Things happen to the body which contradict the desire of the self, things like allergies, pain levels, recovery times, aging, and other natural effects of life whose impact infringes upon the self. This would also indicate that we only own the body up to a certain point.
This would also indicate it’s more likely we’ve been entrusted with a body for the duration of our time on earth, and, as with a rental, while there is room for standard wear and scratch and dents, the overall form is expected to be used as per its purpose then returned as best as possible considering your pre-programmed design and life journey.
Which is also to say that while you may occupy this body for a time, and while you will be the sole occupant of this body ever, it may not be as entirely yours as you’ve been led to believe. Which is to say there is a true Owner who’s shared this form with you, and like most owners, He’ll probably be expecting an accounting of use when your time here is done. Does the lie of “my body, my choice” address such a searing, fundamental truth? Does it dare consider to peek past the physical self?

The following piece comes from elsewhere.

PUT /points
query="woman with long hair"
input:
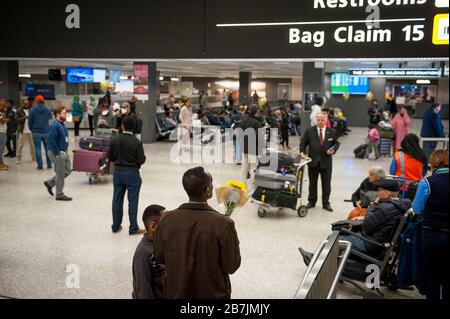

How much is this body really yours, and how much choice do you really have considering you’ll have to answer for how you use it? Can you truly see the choices you have in regard to your gift, in regard to the gift you may give to another, in the same way that movements and votes and society would have you perceive them? Absent of responsibility. Absent of accountability. Absent of absolute autonomy.
“My body, my choice” should focus on the preciousness of the gift we’ve been given, and the responsibility we have to use it with care and respect as intended. It’s my body for this journey through life, and it’s my choice to choose the fulfilling path of embracing that or risk the likely emptiness which comes from rejecting its true purpose. Adjusting this mindset would entirely shift our perspective of the true value of life. And that would be a choice of mine well worth making.